COLM HOLMES, an engineer from Co. Carlow, persuaded 25 of his male friends to take part in a sponsored leg wax to pay for his trip to Haiti.
Others volunteers did raffles, quizzes and mountain cycle rides.
What kind of person signs up to fly across the Atlantic to build houses for some of the poorest people in the world?
The volunteers who travelled with Haven for this week's construction blitz include high-powered lawyers, Gardai, soldiers, a fireman, county council officials, and a man who organises Antarctic cruises.
Some are close to retirement age and work relentlessly in the searing heart from early morning until dusk, lifting blocks and planks and hammering in nails.
Bernadette Costello, a teacher from Tralee, said a visit to the slums of Haiti was an "absolute culture shock".
"You become aware that we in Ireland are among the privileged few," Bernadette told me. "If you have a square meal and a roof over your head you are privileged. Many of the people of Haiti are the poorest of the poor."
There is a strong camaraderie among the volunteers. They live in tents together, eat and work together.
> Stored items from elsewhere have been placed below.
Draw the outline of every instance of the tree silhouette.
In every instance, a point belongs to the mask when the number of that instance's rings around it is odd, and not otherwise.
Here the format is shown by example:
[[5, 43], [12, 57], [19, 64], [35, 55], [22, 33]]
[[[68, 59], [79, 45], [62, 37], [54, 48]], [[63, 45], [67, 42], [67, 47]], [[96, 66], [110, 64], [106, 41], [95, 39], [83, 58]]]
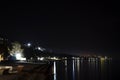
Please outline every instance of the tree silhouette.
[[12, 43], [12, 49], [9, 50], [11, 56], [16, 56], [17, 54], [20, 54], [21, 57], [23, 57], [23, 49], [21, 48], [21, 44], [19, 42]]

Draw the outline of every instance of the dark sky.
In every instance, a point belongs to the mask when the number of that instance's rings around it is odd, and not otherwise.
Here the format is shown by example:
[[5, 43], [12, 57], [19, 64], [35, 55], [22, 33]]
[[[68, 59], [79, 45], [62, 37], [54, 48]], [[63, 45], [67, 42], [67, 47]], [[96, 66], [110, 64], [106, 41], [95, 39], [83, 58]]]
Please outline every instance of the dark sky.
[[0, 35], [71, 54], [119, 54], [118, 2], [5, 2]]

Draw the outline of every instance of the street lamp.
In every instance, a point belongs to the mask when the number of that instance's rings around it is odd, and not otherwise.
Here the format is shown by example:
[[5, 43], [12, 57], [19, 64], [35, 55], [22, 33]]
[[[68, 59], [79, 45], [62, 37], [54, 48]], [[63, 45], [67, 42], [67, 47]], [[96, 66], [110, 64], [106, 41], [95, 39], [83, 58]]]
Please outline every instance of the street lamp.
[[20, 60], [22, 58], [22, 55], [21, 55], [21, 53], [16, 53], [15, 57], [17, 60]]

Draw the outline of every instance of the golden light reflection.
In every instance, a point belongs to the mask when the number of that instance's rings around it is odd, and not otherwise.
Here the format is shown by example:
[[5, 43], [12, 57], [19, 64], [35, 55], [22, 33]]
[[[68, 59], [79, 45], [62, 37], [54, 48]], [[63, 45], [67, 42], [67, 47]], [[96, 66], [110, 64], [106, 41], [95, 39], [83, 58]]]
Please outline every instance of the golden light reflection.
[[101, 61], [104, 61], [104, 60], [105, 60], [105, 58], [103, 58], [103, 57], [102, 57], [102, 58], [100, 58], [100, 60], [101, 60]]

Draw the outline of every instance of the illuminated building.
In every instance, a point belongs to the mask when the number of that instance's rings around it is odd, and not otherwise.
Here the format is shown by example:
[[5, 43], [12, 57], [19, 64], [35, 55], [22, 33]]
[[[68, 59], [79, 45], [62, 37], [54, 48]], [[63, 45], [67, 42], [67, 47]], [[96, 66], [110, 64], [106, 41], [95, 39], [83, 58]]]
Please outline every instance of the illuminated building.
[[2, 61], [3, 60], [3, 55], [2, 54], [0, 54], [0, 61]]
[[8, 40], [0, 37], [0, 61], [8, 55]]

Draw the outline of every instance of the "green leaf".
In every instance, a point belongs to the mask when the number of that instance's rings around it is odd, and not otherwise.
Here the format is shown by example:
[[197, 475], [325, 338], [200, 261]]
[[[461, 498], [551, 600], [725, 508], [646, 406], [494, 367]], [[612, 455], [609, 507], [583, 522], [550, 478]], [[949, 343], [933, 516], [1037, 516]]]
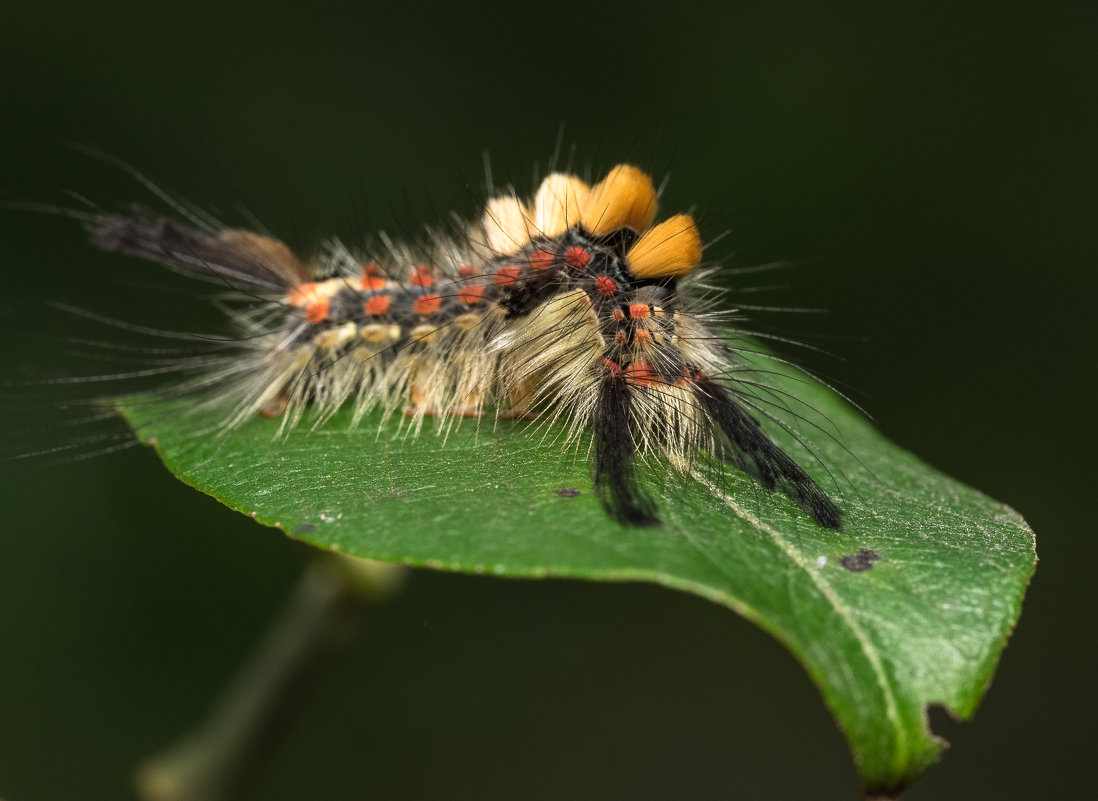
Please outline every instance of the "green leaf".
[[787, 423], [819, 459], [772, 433], [841, 493], [841, 532], [736, 471], [707, 486], [661, 465], [640, 479], [663, 524], [622, 528], [592, 493], [583, 450], [531, 422], [465, 420], [442, 436], [428, 420], [415, 437], [406, 420], [351, 430], [340, 414], [279, 439], [261, 418], [211, 433], [218, 415], [178, 402], [131, 400], [125, 413], [180, 480], [321, 548], [515, 578], [653, 581], [724, 604], [802, 662], [867, 792], [896, 791], [941, 751], [928, 705], [968, 718], [987, 688], [1034, 570], [1033, 534], [785, 372], [775, 385], [820, 427]]

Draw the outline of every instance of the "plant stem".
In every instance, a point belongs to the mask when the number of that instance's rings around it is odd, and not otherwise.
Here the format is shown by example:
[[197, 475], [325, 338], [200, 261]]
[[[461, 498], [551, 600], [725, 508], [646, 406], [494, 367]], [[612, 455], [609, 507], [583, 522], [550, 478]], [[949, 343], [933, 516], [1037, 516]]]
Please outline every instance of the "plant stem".
[[301, 712], [307, 690], [404, 569], [318, 553], [281, 616], [206, 719], [137, 771], [144, 801], [229, 801], [256, 777]]

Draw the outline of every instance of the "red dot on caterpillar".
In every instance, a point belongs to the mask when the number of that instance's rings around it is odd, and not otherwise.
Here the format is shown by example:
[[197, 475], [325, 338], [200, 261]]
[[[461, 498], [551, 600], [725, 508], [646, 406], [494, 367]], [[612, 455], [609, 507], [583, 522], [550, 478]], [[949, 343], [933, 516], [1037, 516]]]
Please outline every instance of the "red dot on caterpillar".
[[371, 292], [385, 288], [385, 279], [381, 277], [381, 270], [376, 264], [363, 265], [359, 286]]
[[564, 251], [564, 261], [569, 267], [582, 270], [591, 262], [591, 253], [587, 248], [570, 247]]
[[595, 289], [604, 298], [609, 298], [617, 294], [618, 285], [614, 283], [614, 279], [610, 276], [600, 275], [595, 279]]
[[522, 268], [517, 264], [503, 264], [492, 273], [492, 280], [496, 282], [497, 286], [507, 286], [517, 281], [521, 275]]
[[530, 269], [531, 270], [548, 270], [553, 266], [555, 256], [552, 253], [546, 253], [543, 250], [537, 250], [530, 254]]
[[660, 377], [647, 362], [633, 362], [624, 370], [625, 380], [636, 386], [647, 387], [659, 383]]
[[458, 290], [458, 299], [469, 306], [475, 306], [484, 299], [486, 291], [487, 287], [484, 286], [463, 286]]
[[602, 368], [603, 368], [603, 370], [606, 371], [606, 375], [608, 377], [610, 377], [610, 378], [621, 378], [622, 377], [621, 365], [619, 365], [617, 362], [615, 362], [611, 359], [607, 359], [605, 356], [602, 359], [600, 359], [600, 361], [602, 362]]
[[374, 295], [372, 298], [367, 298], [366, 302], [363, 304], [363, 311], [371, 316], [376, 316], [385, 314], [392, 305], [393, 299], [388, 295]]
[[327, 300], [318, 300], [305, 307], [305, 319], [310, 323], [321, 323], [328, 319], [328, 310], [331, 303]]
[[442, 308], [442, 297], [439, 295], [420, 295], [412, 303], [412, 310], [416, 314], [430, 315]]

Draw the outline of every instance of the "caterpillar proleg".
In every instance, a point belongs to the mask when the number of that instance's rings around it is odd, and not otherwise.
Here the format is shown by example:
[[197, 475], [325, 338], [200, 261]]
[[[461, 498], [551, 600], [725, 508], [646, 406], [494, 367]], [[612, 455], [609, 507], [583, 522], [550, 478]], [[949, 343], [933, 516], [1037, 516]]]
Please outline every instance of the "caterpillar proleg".
[[838, 529], [835, 503], [760, 424], [757, 375], [692, 306], [701, 235], [689, 215], [659, 220], [657, 195], [627, 164], [594, 185], [552, 173], [426, 253], [381, 237], [373, 259], [331, 240], [305, 260], [184, 209], [79, 216], [103, 250], [251, 298], [226, 306], [239, 337], [171, 390], [223, 408], [223, 430], [265, 415], [285, 433], [346, 406], [352, 425], [380, 409], [412, 435], [427, 419], [560, 421], [581, 450], [590, 437], [595, 490], [622, 525], [659, 523], [638, 460], [682, 473], [710, 460]]

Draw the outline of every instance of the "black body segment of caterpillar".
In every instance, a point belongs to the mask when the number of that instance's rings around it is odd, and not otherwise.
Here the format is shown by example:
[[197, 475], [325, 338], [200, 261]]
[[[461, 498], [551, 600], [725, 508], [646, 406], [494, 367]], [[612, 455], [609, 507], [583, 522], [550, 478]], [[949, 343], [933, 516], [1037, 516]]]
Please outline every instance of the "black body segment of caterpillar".
[[427, 258], [384, 240], [364, 261], [331, 242], [306, 265], [281, 242], [192, 220], [95, 215], [92, 241], [263, 298], [232, 312], [242, 337], [181, 392], [229, 406], [223, 427], [255, 414], [287, 431], [344, 405], [402, 413], [418, 433], [494, 407], [505, 417], [592, 432], [594, 484], [623, 525], [659, 523], [634, 474], [652, 456], [688, 471], [730, 463], [780, 490], [826, 528], [838, 508], [763, 431], [757, 399], [727, 377], [735, 354], [689, 314], [680, 280], [701, 259], [694, 221], [658, 224], [656, 192], [619, 165], [598, 184], [554, 173], [527, 204], [490, 200], [459, 239], [436, 236]]

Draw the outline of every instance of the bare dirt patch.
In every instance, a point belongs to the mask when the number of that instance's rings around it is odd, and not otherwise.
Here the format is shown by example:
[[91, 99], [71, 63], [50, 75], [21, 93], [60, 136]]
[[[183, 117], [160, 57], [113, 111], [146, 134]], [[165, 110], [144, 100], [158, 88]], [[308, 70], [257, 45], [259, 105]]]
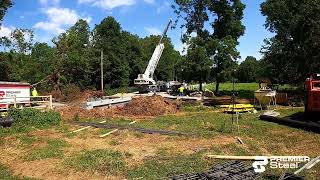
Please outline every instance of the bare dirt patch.
[[[0, 163], [7, 166], [14, 175], [43, 179], [123, 179], [123, 177], [105, 177], [101, 174], [77, 172], [66, 167], [63, 162], [66, 158], [73, 157], [84, 151], [96, 149], [110, 149], [125, 154], [126, 166], [142, 165], [149, 157], [157, 157], [159, 150], [166, 149], [169, 155], [189, 155], [203, 149], [210, 149], [212, 145], [235, 143], [236, 140], [229, 136], [215, 136], [211, 139], [187, 138], [177, 136], [162, 136], [141, 134], [131, 131], [118, 131], [105, 138], [99, 138], [98, 129], [90, 128], [72, 137], [55, 129], [37, 130], [26, 134], [34, 138], [60, 139], [68, 143], [63, 147], [64, 157], [61, 159], [47, 158], [26, 161], [27, 152], [42, 147], [37, 141], [28, 146], [19, 146], [19, 139], [8, 137], [0, 154]], [[113, 143], [112, 143], [113, 142]], [[116, 143], [115, 143], [116, 142]]]
[[[235, 143], [236, 139], [229, 136], [217, 136], [212, 139], [205, 138], [180, 138], [175, 136], [137, 134], [127, 130], [118, 131], [108, 137], [99, 138], [90, 129], [85, 135], [66, 138], [71, 146], [64, 149], [66, 156], [72, 156], [82, 151], [96, 149], [112, 149], [130, 156], [125, 160], [127, 166], [142, 164], [147, 157], [157, 155], [159, 149], [167, 149], [172, 155], [192, 154], [204, 149], [210, 149], [212, 145], [225, 145]], [[116, 142], [116, 143], [113, 143]]]
[[72, 169], [61, 169], [62, 160], [44, 159], [36, 161], [21, 161], [15, 159], [6, 165], [14, 175], [41, 179], [105, 179], [106, 177], [84, 172], [74, 172]]

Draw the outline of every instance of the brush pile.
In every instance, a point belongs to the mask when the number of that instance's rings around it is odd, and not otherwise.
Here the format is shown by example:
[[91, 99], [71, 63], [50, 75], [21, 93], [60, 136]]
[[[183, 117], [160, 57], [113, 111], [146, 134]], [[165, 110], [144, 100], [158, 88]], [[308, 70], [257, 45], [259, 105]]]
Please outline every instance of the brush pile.
[[177, 111], [177, 102], [167, 100], [161, 96], [151, 96], [132, 99], [122, 109], [121, 114], [129, 116], [159, 116], [174, 114]]
[[64, 120], [99, 119], [113, 117], [150, 117], [165, 114], [174, 114], [178, 111], [176, 101], [167, 100], [161, 96], [137, 97], [123, 107], [101, 107], [87, 110], [79, 105], [70, 105], [60, 109]]

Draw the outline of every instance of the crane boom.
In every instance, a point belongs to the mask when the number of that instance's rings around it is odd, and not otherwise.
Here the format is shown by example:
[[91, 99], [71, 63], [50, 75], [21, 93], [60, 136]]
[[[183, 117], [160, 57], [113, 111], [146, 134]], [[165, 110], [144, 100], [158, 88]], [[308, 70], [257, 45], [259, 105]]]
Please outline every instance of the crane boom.
[[144, 74], [139, 74], [138, 78], [134, 80], [135, 85], [154, 85], [156, 82], [153, 80], [154, 71], [157, 68], [159, 60], [161, 58], [162, 52], [164, 50], [164, 43], [162, 42], [163, 38], [167, 34], [167, 31], [172, 23], [172, 19], [169, 20], [168, 25], [164, 29], [159, 44], [156, 46], [151, 59], [149, 60], [149, 64], [144, 72]]

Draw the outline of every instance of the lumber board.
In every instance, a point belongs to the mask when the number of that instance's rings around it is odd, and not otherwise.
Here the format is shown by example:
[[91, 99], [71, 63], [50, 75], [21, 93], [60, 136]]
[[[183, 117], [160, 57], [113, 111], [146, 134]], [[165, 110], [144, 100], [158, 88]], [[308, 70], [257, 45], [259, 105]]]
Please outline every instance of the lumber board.
[[[101, 121], [101, 122], [99, 122], [99, 123], [105, 123], [105, 122], [107, 122], [107, 121]], [[86, 126], [86, 127], [83, 127], [83, 128], [77, 129], [77, 130], [74, 130], [74, 131], [72, 131], [72, 133], [80, 132], [80, 131], [83, 131], [83, 130], [89, 129], [89, 128], [91, 128], [91, 126]]]
[[95, 128], [105, 128], [105, 129], [119, 129], [119, 130], [130, 130], [139, 131], [145, 134], [161, 134], [161, 135], [177, 135], [177, 136], [188, 136], [193, 135], [191, 133], [177, 132], [177, 131], [166, 131], [166, 130], [156, 130], [156, 129], [145, 129], [139, 127], [130, 127], [128, 125], [117, 125], [117, 124], [101, 124], [92, 122], [74, 122], [74, 124], [79, 126], [92, 126]]
[[[137, 122], [137, 121], [132, 121], [131, 123], [129, 123], [129, 125], [134, 124], [134, 123], [136, 123], [136, 122]], [[108, 133], [106, 133], [106, 134], [102, 134], [100, 137], [103, 138], [103, 137], [109, 136], [110, 134], [112, 134], [112, 133], [114, 133], [114, 132], [117, 132], [117, 131], [119, 131], [119, 129], [114, 129], [114, 130], [112, 130], [112, 131], [110, 131], [110, 132], [108, 132]]]
[[255, 156], [225, 156], [225, 155], [206, 155], [211, 159], [229, 159], [229, 160], [255, 160]]

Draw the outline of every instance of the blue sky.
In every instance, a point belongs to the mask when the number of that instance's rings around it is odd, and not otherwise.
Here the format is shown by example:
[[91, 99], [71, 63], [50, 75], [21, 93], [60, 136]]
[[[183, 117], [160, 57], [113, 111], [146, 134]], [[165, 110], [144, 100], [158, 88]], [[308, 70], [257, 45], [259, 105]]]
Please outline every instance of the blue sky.
[[[51, 39], [72, 26], [79, 18], [87, 19], [90, 27], [107, 16], [114, 16], [122, 28], [140, 37], [159, 34], [170, 17], [175, 17], [173, 0], [13, 0], [0, 30], [7, 35], [14, 28], [31, 28], [35, 40]], [[243, 23], [246, 32], [240, 39], [238, 50], [246, 56], [261, 58], [259, 50], [265, 38], [271, 37], [264, 28], [265, 17], [260, 13], [262, 0], [243, 0], [246, 4]], [[169, 30], [168, 36], [177, 50], [182, 50], [180, 28]]]

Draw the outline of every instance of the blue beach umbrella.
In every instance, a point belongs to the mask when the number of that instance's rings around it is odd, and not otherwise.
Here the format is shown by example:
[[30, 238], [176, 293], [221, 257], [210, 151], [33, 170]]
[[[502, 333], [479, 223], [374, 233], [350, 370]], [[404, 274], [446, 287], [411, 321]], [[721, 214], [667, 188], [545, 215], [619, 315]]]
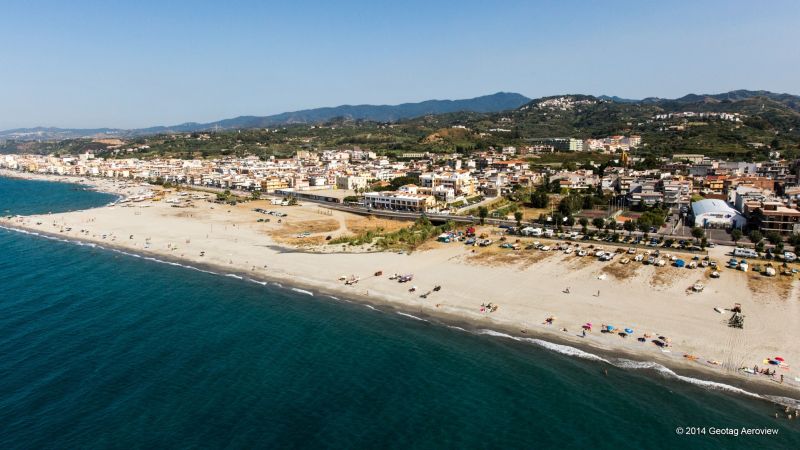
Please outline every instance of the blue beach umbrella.
[[633, 329], [632, 328], [625, 328], [625, 332], [628, 333], [628, 334], [633, 334]]

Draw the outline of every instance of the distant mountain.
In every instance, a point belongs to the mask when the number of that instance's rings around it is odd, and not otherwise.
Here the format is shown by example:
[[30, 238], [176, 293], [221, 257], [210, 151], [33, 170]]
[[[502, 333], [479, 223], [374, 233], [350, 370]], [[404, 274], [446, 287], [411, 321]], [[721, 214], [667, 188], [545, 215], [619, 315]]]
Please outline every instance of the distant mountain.
[[0, 131], [0, 139], [15, 139], [19, 141], [51, 141], [93, 136], [119, 137], [127, 134], [129, 134], [128, 130], [119, 130], [115, 128], [34, 127], [14, 128], [11, 130]]
[[634, 100], [634, 99], [631, 99], [631, 98], [622, 98], [622, 97], [617, 97], [616, 95], [612, 95], [612, 96], [601, 95], [601, 96], [599, 96], [597, 98], [599, 98], [600, 100], [606, 100], [606, 101], [617, 102], [617, 103], [639, 103], [639, 102], [641, 102], [641, 100]]
[[291, 124], [323, 123], [331, 119], [369, 120], [373, 122], [397, 122], [426, 115], [452, 112], [492, 113], [516, 109], [531, 99], [512, 92], [498, 92], [465, 100], [427, 100], [400, 105], [342, 105], [327, 108], [306, 109], [272, 116], [239, 116], [210, 123], [188, 122], [168, 127], [150, 127], [135, 130], [111, 128], [61, 129], [18, 128], [0, 131], [0, 139], [59, 140], [81, 137], [125, 137], [160, 133], [188, 133], [215, 129], [266, 128]]

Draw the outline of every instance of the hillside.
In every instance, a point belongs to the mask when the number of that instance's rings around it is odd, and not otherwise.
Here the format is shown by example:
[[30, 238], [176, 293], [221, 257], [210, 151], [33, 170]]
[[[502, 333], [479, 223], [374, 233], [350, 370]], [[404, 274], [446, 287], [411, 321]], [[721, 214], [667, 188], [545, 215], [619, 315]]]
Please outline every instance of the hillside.
[[[496, 94], [505, 95], [505, 94]], [[489, 96], [498, 100], [496, 96]], [[488, 97], [472, 107], [499, 107]], [[552, 137], [601, 138], [638, 134], [640, 154], [670, 155], [703, 153], [739, 160], [763, 160], [771, 150], [797, 157], [800, 150], [800, 97], [766, 91], [732, 91], [724, 94], [690, 94], [678, 99], [614, 99], [589, 95], [543, 97], [501, 112], [430, 111], [428, 102], [398, 105], [393, 111], [419, 116], [396, 121], [373, 121], [337, 115], [327, 120], [286, 124], [279, 128], [242, 127], [212, 132], [161, 132], [133, 135], [125, 144], [113, 146], [97, 139], [67, 139], [51, 142], [8, 141], [0, 152], [68, 153], [93, 150], [106, 156], [209, 157], [218, 155], [291, 155], [300, 148], [360, 146], [378, 153], [460, 152], [525, 146], [533, 140]], [[458, 108], [458, 102], [436, 103]], [[482, 106], [481, 106], [482, 105]], [[400, 108], [402, 106], [402, 108]], [[346, 110], [337, 109], [337, 114]], [[381, 107], [370, 107], [381, 108]], [[399, 109], [397, 109], [399, 108]], [[336, 108], [333, 108], [336, 109]], [[322, 110], [326, 110], [323, 108]], [[333, 112], [319, 112], [320, 119]], [[373, 111], [376, 111], [373, 109]], [[387, 110], [388, 111], [388, 110]], [[291, 114], [297, 114], [292, 116]], [[287, 113], [283, 121], [311, 120], [312, 113]], [[388, 114], [388, 112], [387, 112]], [[382, 116], [385, 118], [385, 116]], [[256, 120], [256, 119], [251, 119]], [[232, 122], [225, 122], [230, 125]], [[245, 122], [239, 122], [244, 124]], [[238, 128], [237, 128], [238, 130]], [[596, 155], [572, 155], [597, 159]], [[547, 155], [548, 161], [564, 160], [565, 154]]]
[[520, 94], [498, 92], [492, 95], [484, 95], [464, 100], [427, 100], [419, 103], [403, 103], [400, 105], [342, 105], [285, 112], [272, 116], [239, 116], [209, 123], [188, 122], [174, 126], [158, 126], [134, 130], [112, 128], [17, 128], [0, 131], [0, 139], [60, 140], [97, 136], [131, 137], [163, 133], [191, 133], [209, 130], [267, 128], [292, 124], [316, 124], [336, 118], [368, 120], [373, 122], [397, 122], [403, 119], [430, 114], [444, 114], [458, 111], [474, 111], [481, 113], [505, 111], [518, 108], [529, 101], [529, 98]]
Many have made strong friendships, returning year after year.
This is the last time that volunteers will travel out to Haiti to build houses for Haven. The charity now wants to concentrate on employing Haitians on its construction, water and sanitation projects.
Yesterday afternoon I was due to go on a trip away from the building site to the heart of the capital, Port-au-Prince.
Expatriate workers here do not drive, but are usually transported by armed guards.
Pierre, a Haitian ex-soldier who drives for Haven, warned us that there was a general strike on. Protests flare up at the drop of a hat here, and reports were filtering out to our camp of cars being stoned and set on fire.
We set off any way, and there was little sign of riotous scenes when we reached the capital.
John Moore, Haven's country director, took us to an old disused, derelict soccer stadium that became a tented city after the 2010 earthquake. Haiti’s national team used to play some of their international matches here.
Haven is working to restore the sports ground as a community park.
Amid all the squalor there are signs of hope. Volunteers who came a year ago told me that there had been some improvement in conditions. A lot of the rubble from the earthquake has finally been cleared.
John Moore took us to the Marche de fer, a popular old covered market area selling a hotch-potch of bric-a-brac in the centre.
The market was destroyed in the 2010 earthquake, but then rebuilt by Denis O'Brien, whose red Digicel logo can be seen everywhere in Port-au-Prince.
High up on the hills there are shops that would not look out of place in a European suburb. Here a sole Domino's pizza franchise is a sign that we are in an affluent area.
Elsewhere little has changed since the earthquake. The emergency tarpaulins bearing the logo " US Aid", which were supplied after the disaster, can still be seen protecting families from the elements almost three years later.